CSSE477-YoloSwag/CSSE477Project

Repository files navigation

Simple Web Server for Team #YOLOSWAG dabs

Jesse Shellabarger, Tayler How, Collin Trowbridge, Steve Trotta.

build status coverage report

Description

The project is a web server that can handle GET, HEAD, PUT, DELETE, and POST requests. The web server, at the moment, does not handle any other requests. The project can be run by downloading the jar and running java -jar YoloSwagSws-1.0.x.jar. The server supports HTTPS, Gunzip compressions, Denial of Service protection, a caching layer, and automatic server restarts to increase availability.

Infrastructure Details

We have devoted two of our assigned VMs to be staging (19) and production (06) servers. You can visit 477-19.csse.rose-hulman.edu/YoloSwagSWS/ or 477-06.csse.rose-hulman.edu/YoloSwagSWS/ to verify. The jar file is deployed to the /var/www/html/YoloSwagSWS directory, and we deploy to staging on pushes to master and to prod on new release tags.

The jar file is daemonized as a service using the /etc/init.d/webserver file. You can enter sudo service webserver start|stop|restart|status in the command line to interact with the service.

We also have a file called /home/csse/e2e.sh which gets called upon deployments and runs an end-to-end curl test on the webserver.

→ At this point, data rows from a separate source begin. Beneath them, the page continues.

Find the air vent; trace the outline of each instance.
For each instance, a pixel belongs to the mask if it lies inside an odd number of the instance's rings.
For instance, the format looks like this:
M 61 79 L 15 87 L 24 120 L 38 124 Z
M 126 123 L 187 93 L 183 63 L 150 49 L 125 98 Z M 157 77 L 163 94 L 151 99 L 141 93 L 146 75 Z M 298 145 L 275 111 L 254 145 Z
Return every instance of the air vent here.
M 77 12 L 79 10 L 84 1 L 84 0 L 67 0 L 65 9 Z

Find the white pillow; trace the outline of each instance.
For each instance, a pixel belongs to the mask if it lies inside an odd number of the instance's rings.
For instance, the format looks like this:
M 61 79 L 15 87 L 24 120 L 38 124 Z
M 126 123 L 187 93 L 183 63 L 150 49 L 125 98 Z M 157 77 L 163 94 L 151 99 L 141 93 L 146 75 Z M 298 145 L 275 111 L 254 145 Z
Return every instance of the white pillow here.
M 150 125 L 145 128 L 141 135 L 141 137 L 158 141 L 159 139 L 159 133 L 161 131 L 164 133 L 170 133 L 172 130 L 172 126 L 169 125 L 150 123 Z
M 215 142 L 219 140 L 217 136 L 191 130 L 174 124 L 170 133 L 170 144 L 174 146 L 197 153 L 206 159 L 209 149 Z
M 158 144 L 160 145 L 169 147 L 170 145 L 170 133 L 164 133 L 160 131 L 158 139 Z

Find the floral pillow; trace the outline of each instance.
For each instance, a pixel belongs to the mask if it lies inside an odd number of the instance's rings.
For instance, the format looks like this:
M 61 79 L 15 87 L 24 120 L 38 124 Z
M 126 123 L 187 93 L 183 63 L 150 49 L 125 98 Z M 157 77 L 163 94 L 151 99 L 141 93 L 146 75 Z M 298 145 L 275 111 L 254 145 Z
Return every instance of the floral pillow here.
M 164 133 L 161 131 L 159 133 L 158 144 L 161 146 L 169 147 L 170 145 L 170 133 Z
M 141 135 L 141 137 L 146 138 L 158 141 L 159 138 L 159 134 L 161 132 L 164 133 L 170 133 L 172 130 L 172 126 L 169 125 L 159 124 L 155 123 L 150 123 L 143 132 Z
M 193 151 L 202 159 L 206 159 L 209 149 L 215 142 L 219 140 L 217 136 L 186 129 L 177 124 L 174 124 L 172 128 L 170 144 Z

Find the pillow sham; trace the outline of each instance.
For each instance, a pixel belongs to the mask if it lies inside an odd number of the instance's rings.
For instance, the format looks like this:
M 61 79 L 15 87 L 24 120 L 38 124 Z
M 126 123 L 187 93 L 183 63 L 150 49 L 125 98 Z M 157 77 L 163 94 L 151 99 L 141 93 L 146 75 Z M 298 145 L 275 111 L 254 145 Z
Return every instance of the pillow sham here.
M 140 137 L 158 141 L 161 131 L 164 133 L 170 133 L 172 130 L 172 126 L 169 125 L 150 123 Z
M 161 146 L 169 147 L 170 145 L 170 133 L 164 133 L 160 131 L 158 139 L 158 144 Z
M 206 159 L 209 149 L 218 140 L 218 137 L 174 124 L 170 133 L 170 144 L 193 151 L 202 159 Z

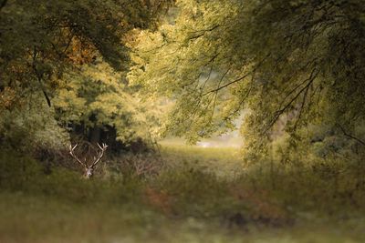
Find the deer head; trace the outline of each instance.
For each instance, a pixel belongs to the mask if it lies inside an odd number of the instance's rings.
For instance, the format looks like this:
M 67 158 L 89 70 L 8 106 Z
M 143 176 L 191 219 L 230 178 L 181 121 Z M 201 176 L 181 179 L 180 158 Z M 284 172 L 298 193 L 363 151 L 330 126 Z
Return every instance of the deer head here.
M 98 144 L 99 149 L 98 149 L 98 156 L 94 157 L 94 160 L 89 165 L 90 163 L 87 163 L 86 157 L 84 159 L 84 162 L 81 161 L 76 155 L 75 155 L 75 148 L 78 147 L 78 144 L 76 144 L 74 147 L 72 145 L 69 146 L 69 154 L 73 158 L 76 159 L 76 161 L 80 164 L 83 168 L 84 168 L 84 176 L 86 178 L 90 178 L 94 175 L 94 169 L 95 167 L 98 165 L 98 163 L 100 161 L 101 157 L 104 156 L 105 150 L 107 150 L 108 146 L 106 144 L 102 144 L 101 146 Z

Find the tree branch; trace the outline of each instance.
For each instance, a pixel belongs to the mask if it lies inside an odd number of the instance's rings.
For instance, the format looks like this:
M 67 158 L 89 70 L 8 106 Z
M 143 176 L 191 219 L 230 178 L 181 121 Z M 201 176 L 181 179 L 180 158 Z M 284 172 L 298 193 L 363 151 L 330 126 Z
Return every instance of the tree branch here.
M 365 142 L 364 142 L 364 141 L 362 141 L 361 139 L 360 139 L 360 138 L 358 138 L 358 137 L 354 137 L 354 136 L 352 136 L 352 135 L 347 133 L 346 130 L 345 130 L 345 128 L 343 128 L 343 127 L 342 127 L 339 123 L 338 123 L 337 125 L 339 126 L 339 129 L 341 129 L 341 131 L 342 131 L 342 133 L 343 133 L 343 135 L 344 135 L 345 137 L 349 137 L 349 138 L 351 138 L 351 139 L 353 139 L 353 140 L 356 140 L 358 143 L 360 143 L 360 144 L 365 146 Z

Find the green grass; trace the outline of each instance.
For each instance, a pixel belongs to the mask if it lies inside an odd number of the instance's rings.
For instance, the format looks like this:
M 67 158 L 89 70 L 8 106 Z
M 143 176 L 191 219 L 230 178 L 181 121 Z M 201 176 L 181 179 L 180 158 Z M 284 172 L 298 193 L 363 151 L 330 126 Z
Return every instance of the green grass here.
M 233 148 L 162 154 L 157 176 L 87 181 L 0 153 L 0 242 L 365 242 L 358 164 L 244 167 Z

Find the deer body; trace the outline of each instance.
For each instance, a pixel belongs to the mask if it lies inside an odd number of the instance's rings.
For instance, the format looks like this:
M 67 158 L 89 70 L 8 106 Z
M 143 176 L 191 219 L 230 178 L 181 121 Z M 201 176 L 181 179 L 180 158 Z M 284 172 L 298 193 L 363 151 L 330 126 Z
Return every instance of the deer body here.
M 86 158 L 84 159 L 84 162 L 81 161 L 76 155 L 75 155 L 75 148 L 78 147 L 78 144 L 76 144 L 74 147 L 72 145 L 69 146 L 69 154 L 73 158 L 76 159 L 76 161 L 80 164 L 83 168 L 84 168 L 84 177 L 86 178 L 91 178 L 92 176 L 94 175 L 94 170 L 98 163 L 101 160 L 101 157 L 104 156 L 105 150 L 107 150 L 108 146 L 106 144 L 102 144 L 100 146 L 98 144 L 99 151 L 98 151 L 98 156 L 94 157 L 94 161 L 91 163 L 91 165 L 89 165 L 89 163 L 87 163 Z

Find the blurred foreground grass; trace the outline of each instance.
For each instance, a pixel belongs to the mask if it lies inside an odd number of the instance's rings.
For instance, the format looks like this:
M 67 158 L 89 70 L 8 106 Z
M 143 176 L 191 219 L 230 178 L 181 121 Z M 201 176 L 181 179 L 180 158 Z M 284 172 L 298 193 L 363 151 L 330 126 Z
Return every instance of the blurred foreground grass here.
M 358 164 L 273 169 L 243 167 L 233 148 L 162 154 L 159 175 L 86 181 L 0 153 L 0 242 L 365 242 Z

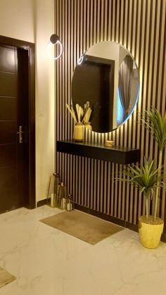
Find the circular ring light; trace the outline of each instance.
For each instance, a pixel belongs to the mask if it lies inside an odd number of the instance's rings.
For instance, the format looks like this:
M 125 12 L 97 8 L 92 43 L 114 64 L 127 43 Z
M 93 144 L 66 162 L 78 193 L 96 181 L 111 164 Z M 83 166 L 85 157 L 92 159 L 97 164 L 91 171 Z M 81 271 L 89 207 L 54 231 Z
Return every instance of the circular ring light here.
M 60 46 L 60 54 L 58 56 L 52 56 L 51 55 L 50 49 L 52 45 L 58 45 Z M 48 56 L 49 56 L 49 58 L 51 59 L 56 60 L 56 59 L 58 59 L 61 56 L 63 51 L 63 47 L 62 43 L 60 42 L 60 41 L 59 41 L 59 37 L 57 34 L 53 34 L 51 36 L 50 42 L 47 44 L 46 51 L 47 51 Z

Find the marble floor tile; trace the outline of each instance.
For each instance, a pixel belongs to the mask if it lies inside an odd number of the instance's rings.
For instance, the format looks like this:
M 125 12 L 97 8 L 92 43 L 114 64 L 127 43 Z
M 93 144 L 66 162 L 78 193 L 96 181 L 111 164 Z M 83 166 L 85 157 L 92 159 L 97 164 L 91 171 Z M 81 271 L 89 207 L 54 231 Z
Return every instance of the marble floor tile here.
M 15 280 L 15 277 L 7 270 L 0 268 L 0 288 Z
M 39 220 L 47 206 L 0 215 L 0 267 L 16 280 L 0 295 L 165 295 L 166 244 L 143 248 L 124 229 L 90 245 Z

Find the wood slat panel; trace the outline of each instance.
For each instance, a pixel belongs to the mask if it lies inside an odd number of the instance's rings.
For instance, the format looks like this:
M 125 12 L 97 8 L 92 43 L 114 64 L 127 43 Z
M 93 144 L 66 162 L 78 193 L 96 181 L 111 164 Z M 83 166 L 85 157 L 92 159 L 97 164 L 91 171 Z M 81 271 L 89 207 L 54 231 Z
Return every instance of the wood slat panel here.
M 139 71 L 140 94 L 132 116 L 108 134 L 85 131 L 90 142 L 113 139 L 116 145 L 141 149 L 143 156 L 158 156 L 153 138 L 139 125 L 138 113 L 154 106 L 166 108 L 166 0 L 55 0 L 55 32 L 64 54 L 55 64 L 56 138 L 72 138 L 73 122 L 66 110 L 70 103 L 72 73 L 82 54 L 100 41 L 115 41 L 134 56 Z M 166 165 L 165 153 L 163 159 Z M 143 212 L 143 199 L 129 184 L 115 182 L 122 165 L 99 160 L 65 157 L 57 153 L 56 169 L 75 200 L 112 216 L 136 224 Z M 69 175 L 70 174 L 70 175 Z M 160 215 L 165 214 L 162 192 Z

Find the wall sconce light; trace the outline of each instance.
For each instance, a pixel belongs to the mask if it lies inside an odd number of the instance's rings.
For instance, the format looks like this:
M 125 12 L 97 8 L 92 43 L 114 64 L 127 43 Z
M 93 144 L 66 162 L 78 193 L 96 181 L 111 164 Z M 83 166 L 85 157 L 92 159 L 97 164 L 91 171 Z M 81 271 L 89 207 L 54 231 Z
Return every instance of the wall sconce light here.
M 60 46 L 60 54 L 58 56 L 52 56 L 51 55 L 50 50 L 52 45 L 58 45 Z M 49 58 L 51 59 L 56 60 L 56 59 L 58 59 L 61 56 L 63 51 L 63 47 L 62 43 L 59 40 L 59 37 L 56 34 L 51 34 L 50 37 L 50 41 L 48 43 L 47 46 L 46 46 L 46 51 L 47 51 L 48 56 L 49 56 Z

If the curl GET request does not return a 200 status code, we roll back the webserver to the previously known working version.

Plugin Deployment Structure

For Servlet plugins, there are a few requirements that must be met to stand up your service.

  • The jar's manifest file must include a Entry-Point attribute representing the aboslute class name of the AServletManager implementation
  • The jar's manifest file must include a Context-Root attribute representing the context root string for URIs to map to
  • A plugin must be dropped in the /home/csse/plugin directory on the server
  • A plugin will have its own directory created for reading and writing located at /home/csse/"Context-Root-Value"

API Design

Feature 1: Retrieving a file

    Method:	 PUT
    URI: /filename.txt
    Request	Body:
        
    Response:
        “code”:	200
        “message”:	“Ok”
        Body: {
            “payload”:	file_contents
        }

Feature 2: Editing a file

    Method:	 PUT
    URI: /filename.txt
    Request	
        Body: edited_file_contents
    Response
        “code”:	200
        “message”:	“Ok”
        Body: {
            “payload”:	edited_file_contents
        }

Feature 3: Creating a file

    Method:	 POST
    URI: /filename.txt
    Request	
        Body: created_file_contents
        
    Response
        “code”:	200
        “message”:	“Ok”
        Body: {
            “payload”:	created_file_contents
        }

Feature 4: Deleting a file

    Method:	 DELETE
    URI: /filename.txt
    Request	
        Body: 
        
    Response
        “code”:	204
        “message”:	“No Content”
        Body:

Feature 5: Retrieving a user

    Method:	 GET
    URI: /userapp/users/#
    Request	
        Body:
            {
                "firstName": "Tayler",
                "lastName": "How",
                "phoneNumber": "123-456-7890",
                "address": "Somewhere in Hawaii"
            }
    Response:
        "code": 200
        "message": "OK"
        "Checksum": AF0E0F5A150D52A51C586ASDF7654AFDAE4ABAADD9F85BAAAFE85D90AA9A8
        Body: {
            "firstName": "Tayler",
            "lastName": "How",
            "phoneNumber": "123-456-7890"",
            "address": "Somewhere in Hawaii"
        }

Feature 6: Editing a user

    Method:	 PUT
    URI: /userapp/users/#
    Request	
        Body:
            {
                "firstName": "New",
                "lastName": "USER",
                "phoneNumber": "123-456-7890",
                "address": "5500 Wabash"
            }
        
    Response
        "code": 200
        "message": "OK"
        "Checksum": AF0E0F5A150D52A51C586D05C5C6E4AC21D5E4ABAADD9F85BAAAFE85D90AA9A8
        Body: {
            "firstName": "New",
            "lastName": "USER",
            "phoneNumber": "123-456-7890",
            "address": "5500 Wabash"
        }

Feature 7: Creating a user

    Method:	 POST
    URI: /userapp/users/#
    Request	
        Body:
            {
                "firstName": "New",
                "lastName": "USER",
                "phoneNumber": "123-456-7890",
                "address": "5500 Wabash"
            }
        
    Response
        "code": 200
        "message": "OK"
        "Checksum": AF0E0F5A150D52A51C586D05C5C6E4AC21D5E4ABAADD9F85BAAAFE85D90AA9A8
        Body: {
            "firstName": "New",
            "lastName": "USER",
            "phoneNumber": "123-456-7890",
            "address": "5500 Wabash"
        }

Feature 8: Deleting a user

    Method:	 DELETE
    URI: /userapp/users/#
    Request	
        Body:
        
    Response
        “code”:	204
        “message”:	“No content”
        Body: {
        }

The groups app can be access through /usersapp/groups/# and used the same way as the users app.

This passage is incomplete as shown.